In the topology we have only spout. Twitter Streaming API only permits one active connection from specific credentials [4]. Thus, if we assign multiple worker nodes to the spout, it would mean that we would be opening multiple active connections with the Twitter Streaming API with same credentials, and Twitter won’t allow that. Hence, in this case, because of restriction from source (Twitter), the spout cannot be assigned more than one worker node. Figure 12 shows the Storm Topology.

Figure 12: Storm Topology for finding top 20 topics

One more important thing to consider is the shuffling type between every spout and bolt.

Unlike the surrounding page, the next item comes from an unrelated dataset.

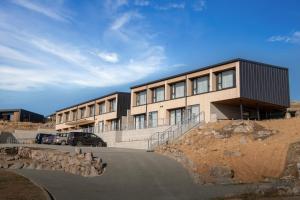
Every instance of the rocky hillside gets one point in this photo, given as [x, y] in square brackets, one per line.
[240, 151]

Two most common shuffling type of Storm are: Random Shuffling and Field Shuffling. These shuffling types are explained in the background section. For the first connection between “Buffer Incoming Data” spout and “Filter Content” bolt, it doesn’t matter which worker node in the bolt executes which tweets, all the worker nodes does the same job. Hence, random shuffling is used between them. For the second connection which is between “Filter Content” bolt and “Update Hashtag & Send Summary” bolt, we know that every worker node of the “Update Hashtag & Send Summary” bolt is responsible for having a Map for the topics in order to monitor activities of the topics. Hence, we expect that a specific hashTag should always go to the same worker node which is keeping track of hashTag’s activity. Hence, we would use “Field Shuffling” on the “Topic” field for the link between “Filter Content” and “Update HashTag & Send Summary” bolts, in order to make sure that irrespective which worker node of “Filter Content” bolt processes a topic, the same topic is always processed by same worker node of the “Update HashTag & Send Summary” bolt.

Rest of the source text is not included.